Netflix is on track to deliver a “steady pace” of programming up to the end of 2022, says the video streamer’s television chief, after production delays due to the pandemic left the company lighter than expected on shows earlier this year.

“Now we are on a steady pace for the next couple of years,” said Bela Bajaria, Netflix’s global head of television.

“Unless something happens [with the pandemic], but right now we’re in a steady state all through 2022 in terms of what is being delivered . . . All these [shows] are in post [production] and finishing shooting.”

A steady stream of popular TV shows and movies has proved critical to Netflix’s subscriber growth, and thereby its stock price. Netflix suffered a sharp slowdown in subscriber additions in the first half of 2021, which management blamed on a lighter offering of content due to Covid-19 production delays.

Bajaria also brushed off concerns about a possible strike among Hollywood crew workers, who say they do not earn a living wage even as technology companies reap the benefits of the streaming boom. Some 60,000 behind-the-scenes workers, such as camera operators and hair stylists, this week voted in favour of a strike, which would be the first such stoppage since 1945 and halt production across the US.

“A strike in any place when it comes to production, we keep an eye on,” Bajaria said. “But it seems that everyone is really engaged on both sides in finding a solution”.

Netflix executives had predicted that growth would heat up in the second half of this year, with the return of shows such as Sex Education. The company has had recent successes with hits such as Squid Game, The Witcher and Seinfeld, as it kicks off a busier release schedule up to the end of the year.

Wall Street has noticed, sending Netflix’s shares to an all-time high this week as investors anticipate better subscriber numbers due to the stronger programme offering.

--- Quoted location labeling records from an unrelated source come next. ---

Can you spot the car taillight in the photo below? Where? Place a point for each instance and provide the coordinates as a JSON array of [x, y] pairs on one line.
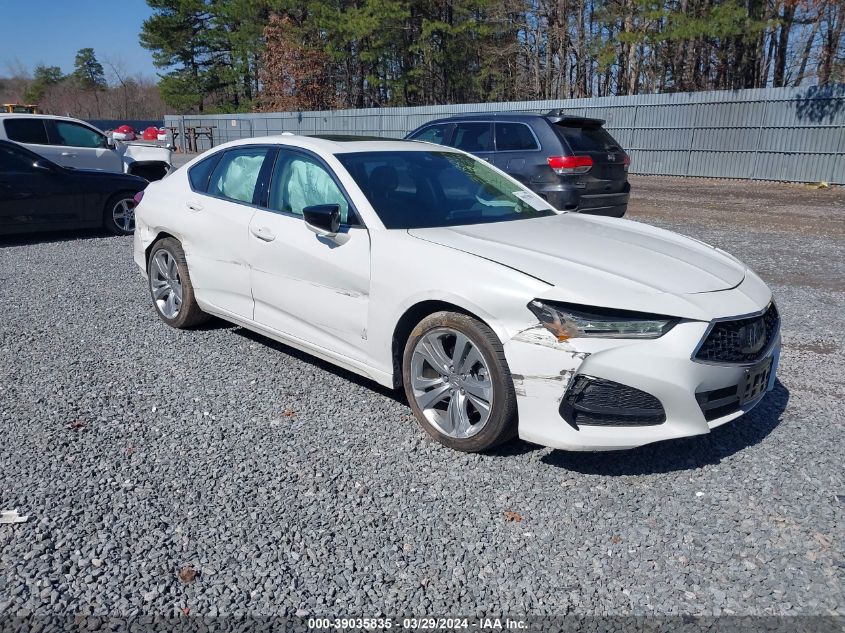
[[570, 164]]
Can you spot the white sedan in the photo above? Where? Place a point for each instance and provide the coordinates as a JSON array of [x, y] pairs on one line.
[[422, 267]]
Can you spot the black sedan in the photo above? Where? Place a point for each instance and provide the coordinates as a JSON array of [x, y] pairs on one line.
[[38, 195]]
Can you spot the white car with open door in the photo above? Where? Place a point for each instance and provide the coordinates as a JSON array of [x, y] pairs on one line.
[[423, 267], [79, 145]]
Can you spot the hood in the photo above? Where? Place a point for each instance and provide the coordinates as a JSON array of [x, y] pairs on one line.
[[141, 153], [590, 254]]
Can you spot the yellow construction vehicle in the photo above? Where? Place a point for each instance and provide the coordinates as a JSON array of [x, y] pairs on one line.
[[19, 108]]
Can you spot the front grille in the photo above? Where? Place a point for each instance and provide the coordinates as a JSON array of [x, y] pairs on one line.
[[599, 402], [740, 340]]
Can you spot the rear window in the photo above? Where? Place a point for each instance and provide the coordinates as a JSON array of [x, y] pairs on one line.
[[432, 134], [473, 137], [26, 131], [512, 137], [587, 139], [199, 173]]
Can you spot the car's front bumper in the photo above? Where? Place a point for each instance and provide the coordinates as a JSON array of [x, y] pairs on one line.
[[543, 369]]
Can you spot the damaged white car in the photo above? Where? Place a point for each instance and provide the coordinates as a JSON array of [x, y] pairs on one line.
[[79, 145], [423, 267]]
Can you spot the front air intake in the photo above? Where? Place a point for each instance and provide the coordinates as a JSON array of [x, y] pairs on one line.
[[593, 401]]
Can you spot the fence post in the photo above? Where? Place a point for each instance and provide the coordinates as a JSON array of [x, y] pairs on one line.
[[634, 128], [182, 132], [840, 151], [692, 136]]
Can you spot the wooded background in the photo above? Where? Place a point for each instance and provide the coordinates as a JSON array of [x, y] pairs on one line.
[[265, 55], [289, 55]]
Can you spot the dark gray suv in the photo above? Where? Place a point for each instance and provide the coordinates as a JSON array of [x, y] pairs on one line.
[[571, 161]]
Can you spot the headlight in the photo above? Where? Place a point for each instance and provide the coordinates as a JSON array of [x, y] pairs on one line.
[[566, 321]]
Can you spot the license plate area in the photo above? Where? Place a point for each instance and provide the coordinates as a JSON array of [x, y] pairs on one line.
[[755, 381]]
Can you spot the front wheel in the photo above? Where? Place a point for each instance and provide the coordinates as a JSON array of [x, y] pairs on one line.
[[170, 286], [458, 383], [119, 214]]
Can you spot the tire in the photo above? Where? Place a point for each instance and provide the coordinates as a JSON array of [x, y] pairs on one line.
[[449, 401], [119, 213], [170, 286]]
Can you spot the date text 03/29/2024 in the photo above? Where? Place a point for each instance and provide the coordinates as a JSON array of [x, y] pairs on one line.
[[417, 624]]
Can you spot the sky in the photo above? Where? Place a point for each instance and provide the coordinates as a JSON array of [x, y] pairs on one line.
[[50, 32]]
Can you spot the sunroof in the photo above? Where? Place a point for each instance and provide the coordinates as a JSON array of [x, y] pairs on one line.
[[348, 138]]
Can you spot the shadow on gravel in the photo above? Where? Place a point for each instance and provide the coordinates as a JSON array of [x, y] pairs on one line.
[[683, 454], [47, 237], [394, 394]]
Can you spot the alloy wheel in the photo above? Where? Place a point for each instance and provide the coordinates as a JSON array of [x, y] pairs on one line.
[[123, 214], [451, 382], [166, 284]]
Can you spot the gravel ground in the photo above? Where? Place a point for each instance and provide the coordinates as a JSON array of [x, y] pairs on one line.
[[292, 487]]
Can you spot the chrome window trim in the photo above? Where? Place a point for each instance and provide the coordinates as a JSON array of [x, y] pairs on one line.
[[712, 324]]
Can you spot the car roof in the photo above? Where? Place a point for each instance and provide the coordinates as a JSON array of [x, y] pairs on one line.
[[554, 116], [21, 115], [340, 144]]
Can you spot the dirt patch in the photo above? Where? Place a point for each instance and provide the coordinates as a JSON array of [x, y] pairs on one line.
[[740, 204]]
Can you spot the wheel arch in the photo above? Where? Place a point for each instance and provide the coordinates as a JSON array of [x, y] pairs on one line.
[[161, 235], [409, 320]]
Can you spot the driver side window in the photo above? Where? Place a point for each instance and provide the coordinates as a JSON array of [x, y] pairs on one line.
[[299, 181], [75, 135]]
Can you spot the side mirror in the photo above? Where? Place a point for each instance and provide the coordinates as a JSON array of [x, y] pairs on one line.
[[44, 165], [323, 219]]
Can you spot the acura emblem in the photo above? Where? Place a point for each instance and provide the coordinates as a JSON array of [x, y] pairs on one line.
[[752, 337]]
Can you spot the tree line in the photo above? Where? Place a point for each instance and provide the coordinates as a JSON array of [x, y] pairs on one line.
[[241, 55], [89, 91]]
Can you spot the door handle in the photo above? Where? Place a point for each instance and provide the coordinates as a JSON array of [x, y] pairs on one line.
[[262, 233]]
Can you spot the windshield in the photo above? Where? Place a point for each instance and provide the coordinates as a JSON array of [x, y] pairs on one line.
[[412, 190]]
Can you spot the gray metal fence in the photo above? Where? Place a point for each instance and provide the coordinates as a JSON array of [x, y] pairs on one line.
[[787, 134]]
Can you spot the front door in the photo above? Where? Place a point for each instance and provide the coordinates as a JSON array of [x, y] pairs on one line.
[[82, 147], [218, 216], [313, 288]]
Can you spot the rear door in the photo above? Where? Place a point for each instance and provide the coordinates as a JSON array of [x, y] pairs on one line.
[[608, 173], [517, 150], [36, 199], [475, 137]]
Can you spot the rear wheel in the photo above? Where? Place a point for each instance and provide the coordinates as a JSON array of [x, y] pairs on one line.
[[170, 286], [458, 383], [119, 214]]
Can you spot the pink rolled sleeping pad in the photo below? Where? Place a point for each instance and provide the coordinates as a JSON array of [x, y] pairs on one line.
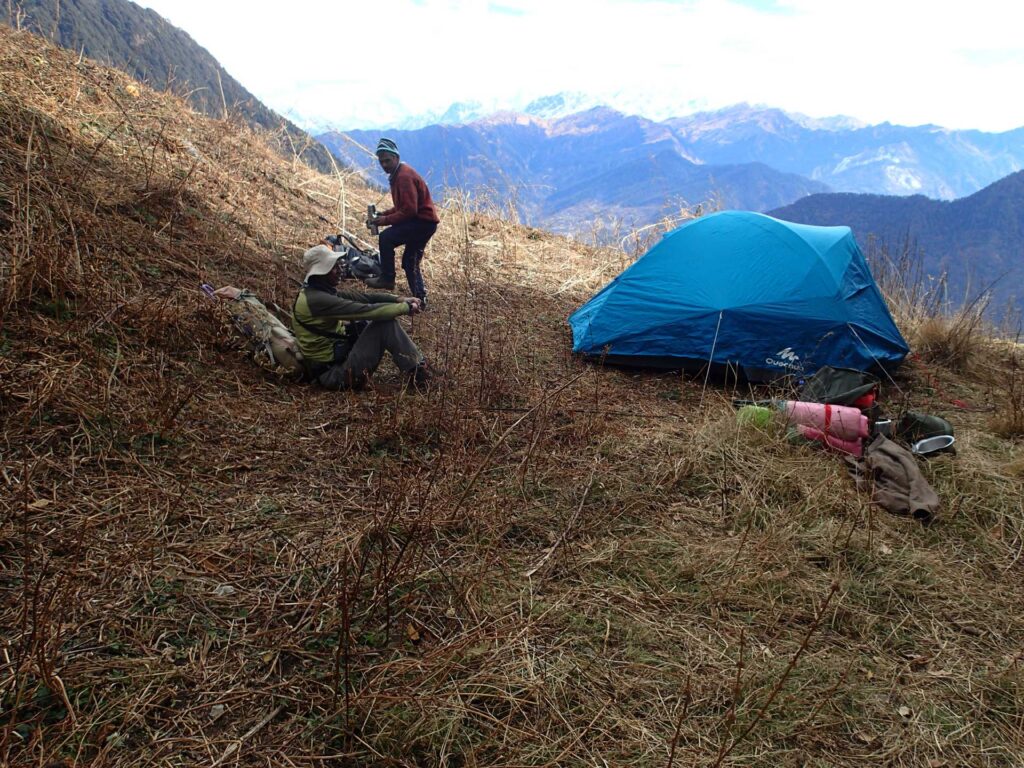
[[854, 448], [836, 421]]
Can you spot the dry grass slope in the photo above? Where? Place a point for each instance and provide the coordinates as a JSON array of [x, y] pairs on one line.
[[540, 563]]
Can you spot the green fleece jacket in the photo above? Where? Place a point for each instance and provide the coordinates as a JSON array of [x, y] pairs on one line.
[[327, 310]]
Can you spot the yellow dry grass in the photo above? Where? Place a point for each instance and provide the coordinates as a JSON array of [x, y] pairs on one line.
[[543, 562]]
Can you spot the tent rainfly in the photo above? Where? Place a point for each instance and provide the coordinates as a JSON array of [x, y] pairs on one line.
[[747, 293]]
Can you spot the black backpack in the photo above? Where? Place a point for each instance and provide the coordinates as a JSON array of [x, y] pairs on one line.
[[838, 386], [358, 263]]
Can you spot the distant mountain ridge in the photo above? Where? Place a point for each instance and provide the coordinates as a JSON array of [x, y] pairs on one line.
[[143, 44], [564, 173], [839, 152], [565, 169], [978, 240]]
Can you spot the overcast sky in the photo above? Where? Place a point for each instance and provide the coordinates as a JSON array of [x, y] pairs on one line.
[[372, 64]]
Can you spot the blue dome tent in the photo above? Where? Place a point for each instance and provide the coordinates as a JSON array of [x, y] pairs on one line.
[[758, 296]]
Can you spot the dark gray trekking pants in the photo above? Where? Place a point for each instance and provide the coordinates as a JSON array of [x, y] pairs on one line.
[[379, 337]]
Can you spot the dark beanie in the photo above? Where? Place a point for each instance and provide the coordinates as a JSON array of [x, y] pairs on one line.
[[386, 144]]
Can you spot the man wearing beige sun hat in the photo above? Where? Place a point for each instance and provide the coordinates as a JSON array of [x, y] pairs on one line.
[[344, 357]]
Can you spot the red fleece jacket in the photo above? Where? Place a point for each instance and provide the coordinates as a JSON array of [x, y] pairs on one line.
[[412, 198]]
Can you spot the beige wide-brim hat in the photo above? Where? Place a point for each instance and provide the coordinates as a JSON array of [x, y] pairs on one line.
[[320, 260]]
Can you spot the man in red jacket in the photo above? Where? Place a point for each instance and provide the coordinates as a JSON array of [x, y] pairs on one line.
[[412, 222]]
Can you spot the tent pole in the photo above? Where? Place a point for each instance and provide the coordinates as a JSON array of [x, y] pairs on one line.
[[712, 356]]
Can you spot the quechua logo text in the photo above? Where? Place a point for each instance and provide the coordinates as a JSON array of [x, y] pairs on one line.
[[785, 358]]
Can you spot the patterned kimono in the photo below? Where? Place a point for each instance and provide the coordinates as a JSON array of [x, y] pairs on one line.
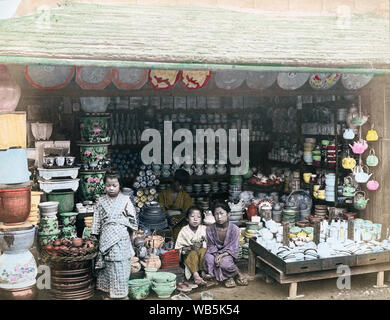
[[194, 260], [183, 202], [227, 266], [111, 220]]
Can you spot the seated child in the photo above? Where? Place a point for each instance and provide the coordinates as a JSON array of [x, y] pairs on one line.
[[191, 242]]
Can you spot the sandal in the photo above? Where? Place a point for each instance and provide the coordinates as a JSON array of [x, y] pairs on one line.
[[230, 283], [242, 281]]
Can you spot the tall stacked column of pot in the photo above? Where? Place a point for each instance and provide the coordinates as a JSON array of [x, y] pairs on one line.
[[18, 269], [95, 139]]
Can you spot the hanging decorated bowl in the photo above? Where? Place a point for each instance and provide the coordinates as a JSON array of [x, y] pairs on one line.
[[163, 79], [94, 129], [260, 80], [93, 152], [129, 78], [91, 184], [324, 80], [292, 80], [229, 79], [195, 79], [93, 78], [49, 77], [9, 91], [355, 81]]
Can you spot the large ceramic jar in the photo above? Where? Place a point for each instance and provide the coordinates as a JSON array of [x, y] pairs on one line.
[[65, 200], [15, 205], [91, 184], [90, 153], [18, 268], [9, 91], [14, 166], [94, 129]]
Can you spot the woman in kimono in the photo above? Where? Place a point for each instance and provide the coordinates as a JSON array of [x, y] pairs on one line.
[[222, 240], [192, 244], [113, 221], [175, 198]]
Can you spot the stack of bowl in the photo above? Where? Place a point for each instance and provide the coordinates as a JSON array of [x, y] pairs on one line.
[[33, 218], [139, 288], [163, 283], [206, 187], [308, 148], [68, 220], [330, 182], [320, 211], [48, 226]]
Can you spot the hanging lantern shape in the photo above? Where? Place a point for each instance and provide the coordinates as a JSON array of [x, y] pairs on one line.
[[9, 91], [163, 79], [129, 78], [49, 77], [93, 78], [195, 79]]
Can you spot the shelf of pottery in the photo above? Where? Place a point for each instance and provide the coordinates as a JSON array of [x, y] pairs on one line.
[[94, 152], [18, 268]]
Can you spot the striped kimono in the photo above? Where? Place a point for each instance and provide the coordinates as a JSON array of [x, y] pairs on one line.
[[111, 221]]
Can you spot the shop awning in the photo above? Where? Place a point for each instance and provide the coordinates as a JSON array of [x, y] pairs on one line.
[[134, 35]]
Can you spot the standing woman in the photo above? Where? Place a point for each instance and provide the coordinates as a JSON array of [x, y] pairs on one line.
[[222, 240], [175, 198], [114, 221]]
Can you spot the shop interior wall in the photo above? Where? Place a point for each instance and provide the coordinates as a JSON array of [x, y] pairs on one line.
[[56, 107]]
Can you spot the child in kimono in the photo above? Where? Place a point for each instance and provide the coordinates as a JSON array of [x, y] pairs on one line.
[[222, 240], [192, 244], [113, 221]]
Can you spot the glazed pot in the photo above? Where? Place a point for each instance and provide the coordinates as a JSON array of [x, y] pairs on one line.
[[94, 129], [93, 152], [91, 184], [9, 91], [48, 208], [13, 166], [16, 241], [15, 205], [68, 218], [65, 200]]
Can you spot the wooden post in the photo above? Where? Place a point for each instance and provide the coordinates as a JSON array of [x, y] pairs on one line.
[[286, 231], [351, 228], [317, 232], [251, 263]]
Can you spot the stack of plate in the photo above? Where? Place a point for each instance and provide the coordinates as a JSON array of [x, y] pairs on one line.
[[206, 187], [197, 187]]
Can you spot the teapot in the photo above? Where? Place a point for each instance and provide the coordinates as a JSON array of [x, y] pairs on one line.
[[359, 174], [236, 206], [348, 188], [360, 201], [372, 135], [372, 185], [348, 162], [348, 134], [372, 160], [359, 147]]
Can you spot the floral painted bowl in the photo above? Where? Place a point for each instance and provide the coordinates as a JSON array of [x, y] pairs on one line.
[[68, 218], [93, 152], [94, 129]]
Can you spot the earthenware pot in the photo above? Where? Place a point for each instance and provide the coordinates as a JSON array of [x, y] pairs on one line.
[[15, 205]]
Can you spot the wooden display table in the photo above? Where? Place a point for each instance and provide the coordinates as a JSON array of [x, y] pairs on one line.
[[309, 270]]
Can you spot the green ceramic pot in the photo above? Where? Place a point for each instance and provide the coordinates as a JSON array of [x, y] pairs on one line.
[[64, 198], [139, 288], [93, 152], [45, 239], [68, 218], [94, 129], [91, 185]]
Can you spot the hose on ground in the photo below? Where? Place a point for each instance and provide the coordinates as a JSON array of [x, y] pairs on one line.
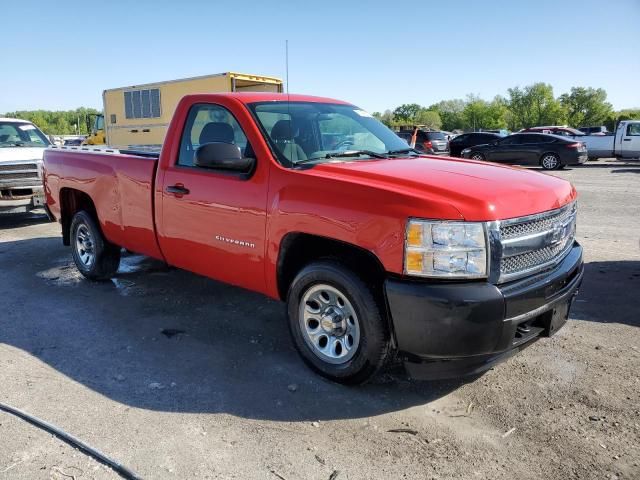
[[123, 471]]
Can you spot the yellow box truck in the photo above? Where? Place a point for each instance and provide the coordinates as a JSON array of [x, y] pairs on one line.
[[140, 114]]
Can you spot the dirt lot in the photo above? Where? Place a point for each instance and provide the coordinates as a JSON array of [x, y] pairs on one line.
[[222, 394]]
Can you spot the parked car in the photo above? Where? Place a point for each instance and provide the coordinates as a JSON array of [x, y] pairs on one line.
[[379, 253], [623, 143], [428, 142], [466, 140], [548, 151], [21, 147], [74, 141], [601, 130], [563, 131]]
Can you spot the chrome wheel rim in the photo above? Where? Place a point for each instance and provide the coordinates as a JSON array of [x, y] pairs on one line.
[[85, 246], [329, 324], [550, 162]]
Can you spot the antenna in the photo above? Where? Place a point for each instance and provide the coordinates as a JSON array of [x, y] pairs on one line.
[[290, 146], [286, 56]]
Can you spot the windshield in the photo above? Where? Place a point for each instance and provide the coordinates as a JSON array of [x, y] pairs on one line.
[[436, 136], [19, 134], [301, 132]]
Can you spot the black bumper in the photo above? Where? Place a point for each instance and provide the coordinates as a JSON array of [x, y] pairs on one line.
[[445, 330]]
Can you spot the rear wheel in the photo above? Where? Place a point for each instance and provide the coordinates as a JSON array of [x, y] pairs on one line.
[[336, 323], [550, 161], [93, 255]]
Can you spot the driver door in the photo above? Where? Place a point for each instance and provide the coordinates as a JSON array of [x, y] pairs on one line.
[[213, 222]]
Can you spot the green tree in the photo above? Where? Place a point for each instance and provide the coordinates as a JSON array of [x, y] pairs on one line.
[[450, 112], [386, 117], [406, 112], [78, 121], [479, 114], [586, 106], [534, 105], [428, 118]]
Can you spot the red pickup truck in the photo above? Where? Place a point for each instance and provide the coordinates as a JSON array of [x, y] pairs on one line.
[[380, 252]]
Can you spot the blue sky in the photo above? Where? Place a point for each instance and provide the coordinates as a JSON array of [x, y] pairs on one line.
[[377, 54]]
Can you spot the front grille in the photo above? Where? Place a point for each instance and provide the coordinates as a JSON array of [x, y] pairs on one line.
[[536, 242], [17, 167], [538, 224], [532, 259]]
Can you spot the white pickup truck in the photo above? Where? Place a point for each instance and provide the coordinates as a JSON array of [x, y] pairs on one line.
[[624, 143], [22, 145]]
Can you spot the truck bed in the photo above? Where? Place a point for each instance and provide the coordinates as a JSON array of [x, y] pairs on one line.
[[121, 185]]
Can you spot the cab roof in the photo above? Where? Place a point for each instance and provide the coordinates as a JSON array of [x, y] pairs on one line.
[[254, 97], [15, 120]]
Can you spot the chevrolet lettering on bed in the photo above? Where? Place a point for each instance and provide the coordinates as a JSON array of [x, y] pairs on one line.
[[380, 252]]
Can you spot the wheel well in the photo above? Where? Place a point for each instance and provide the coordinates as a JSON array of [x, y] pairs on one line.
[[300, 249], [547, 153], [71, 202]]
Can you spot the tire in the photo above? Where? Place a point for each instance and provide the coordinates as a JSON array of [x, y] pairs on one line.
[[550, 161], [94, 256], [329, 305]]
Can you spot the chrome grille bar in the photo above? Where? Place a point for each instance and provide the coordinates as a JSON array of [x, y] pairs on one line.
[[527, 245]]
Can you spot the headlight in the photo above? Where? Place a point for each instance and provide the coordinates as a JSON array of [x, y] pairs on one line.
[[445, 249]]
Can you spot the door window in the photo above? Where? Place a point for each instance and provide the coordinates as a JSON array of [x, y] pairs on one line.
[[633, 130], [207, 124], [513, 140]]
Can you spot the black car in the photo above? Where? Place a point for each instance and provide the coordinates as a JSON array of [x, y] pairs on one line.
[[429, 142], [466, 140], [548, 151]]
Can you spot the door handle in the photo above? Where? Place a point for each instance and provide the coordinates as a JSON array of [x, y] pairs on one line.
[[178, 190]]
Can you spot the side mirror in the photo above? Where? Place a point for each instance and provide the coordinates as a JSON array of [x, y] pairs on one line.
[[222, 156]]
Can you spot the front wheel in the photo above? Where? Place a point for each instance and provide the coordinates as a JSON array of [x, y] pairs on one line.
[[94, 256], [336, 324], [550, 161]]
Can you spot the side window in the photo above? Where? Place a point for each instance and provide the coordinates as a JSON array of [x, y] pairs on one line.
[[514, 140], [633, 130], [531, 138], [459, 139], [208, 123]]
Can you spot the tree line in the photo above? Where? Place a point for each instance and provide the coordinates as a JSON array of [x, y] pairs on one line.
[[69, 122], [529, 106], [524, 107]]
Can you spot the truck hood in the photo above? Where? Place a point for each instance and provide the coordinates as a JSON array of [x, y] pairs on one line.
[[480, 191], [12, 154]]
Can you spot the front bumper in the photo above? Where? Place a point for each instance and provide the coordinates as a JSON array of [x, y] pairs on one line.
[[445, 330], [23, 203]]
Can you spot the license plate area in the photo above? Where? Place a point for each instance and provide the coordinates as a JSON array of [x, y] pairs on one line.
[[556, 318]]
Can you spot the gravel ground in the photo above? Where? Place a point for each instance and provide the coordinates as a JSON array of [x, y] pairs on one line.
[[177, 376]]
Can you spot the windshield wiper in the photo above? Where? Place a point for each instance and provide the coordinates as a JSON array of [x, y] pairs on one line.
[[403, 150], [346, 153], [355, 153]]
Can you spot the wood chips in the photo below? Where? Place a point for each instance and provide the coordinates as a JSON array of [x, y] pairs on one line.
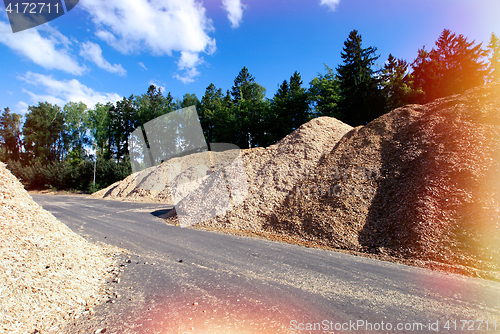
[[419, 185], [48, 274]]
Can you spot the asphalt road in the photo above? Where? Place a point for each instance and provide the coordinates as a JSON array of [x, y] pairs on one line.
[[181, 280]]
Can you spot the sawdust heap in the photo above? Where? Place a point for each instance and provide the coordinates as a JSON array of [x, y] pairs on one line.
[[272, 172], [418, 183], [146, 186], [48, 274]]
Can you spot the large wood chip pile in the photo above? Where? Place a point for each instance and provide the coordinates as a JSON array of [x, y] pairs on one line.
[[48, 274], [420, 182], [272, 172]]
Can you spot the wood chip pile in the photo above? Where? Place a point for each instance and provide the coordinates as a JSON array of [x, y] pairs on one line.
[[421, 182], [272, 172], [48, 274], [145, 187]]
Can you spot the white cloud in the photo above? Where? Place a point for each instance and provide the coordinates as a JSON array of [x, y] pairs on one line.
[[234, 10], [159, 27], [61, 92], [21, 108], [50, 51], [331, 4], [93, 52], [188, 63]]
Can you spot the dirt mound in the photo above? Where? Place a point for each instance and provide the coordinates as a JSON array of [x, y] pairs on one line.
[[146, 186], [418, 183], [271, 174], [48, 274]]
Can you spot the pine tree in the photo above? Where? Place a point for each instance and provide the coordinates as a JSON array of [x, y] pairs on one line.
[[324, 94], [360, 98], [290, 107], [249, 109], [397, 84], [10, 135], [453, 67], [42, 131], [494, 65]]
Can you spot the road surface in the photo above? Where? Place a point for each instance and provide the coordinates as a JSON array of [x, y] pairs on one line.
[[181, 280]]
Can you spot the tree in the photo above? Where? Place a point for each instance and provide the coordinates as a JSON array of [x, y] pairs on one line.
[[360, 98], [290, 107], [76, 136], [324, 94], [42, 131], [453, 67], [10, 133], [494, 65], [397, 84], [122, 121], [151, 105], [211, 113], [249, 109], [99, 128]]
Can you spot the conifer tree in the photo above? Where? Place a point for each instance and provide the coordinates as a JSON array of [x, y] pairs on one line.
[[290, 107], [397, 84], [360, 98]]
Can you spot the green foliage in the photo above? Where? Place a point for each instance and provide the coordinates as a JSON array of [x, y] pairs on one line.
[[324, 94], [55, 145], [215, 117], [453, 67], [99, 127], [151, 105], [42, 131], [10, 135], [397, 84], [122, 121], [249, 111], [76, 137], [361, 100], [494, 65], [289, 107]]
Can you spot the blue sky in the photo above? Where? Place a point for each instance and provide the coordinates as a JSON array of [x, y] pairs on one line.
[[106, 49]]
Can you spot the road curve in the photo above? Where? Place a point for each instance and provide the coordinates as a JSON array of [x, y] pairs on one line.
[[180, 280]]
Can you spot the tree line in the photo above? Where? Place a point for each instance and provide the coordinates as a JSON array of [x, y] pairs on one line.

The dystopian South Korean drama series Squid Game has become the most popular Netflix show in the US — a first for a Korean title — and chief executive Ted Sarandos said it could become the company’s biggest show of all time.

“We always knew [Squid Game] would be a big title in Korea and south-east Asia,” Bajaria said. However, it would have been “hard to imagine what it became, because we had never seen that before”.

The Asia-Pacific region made up two-thirds of Netflix’s new subscribers in the most recent quarter, making it an important region as sign-ups in the US have ground to a halt. Netflix is set to spend $500m on films and TV shows in South Korea this year.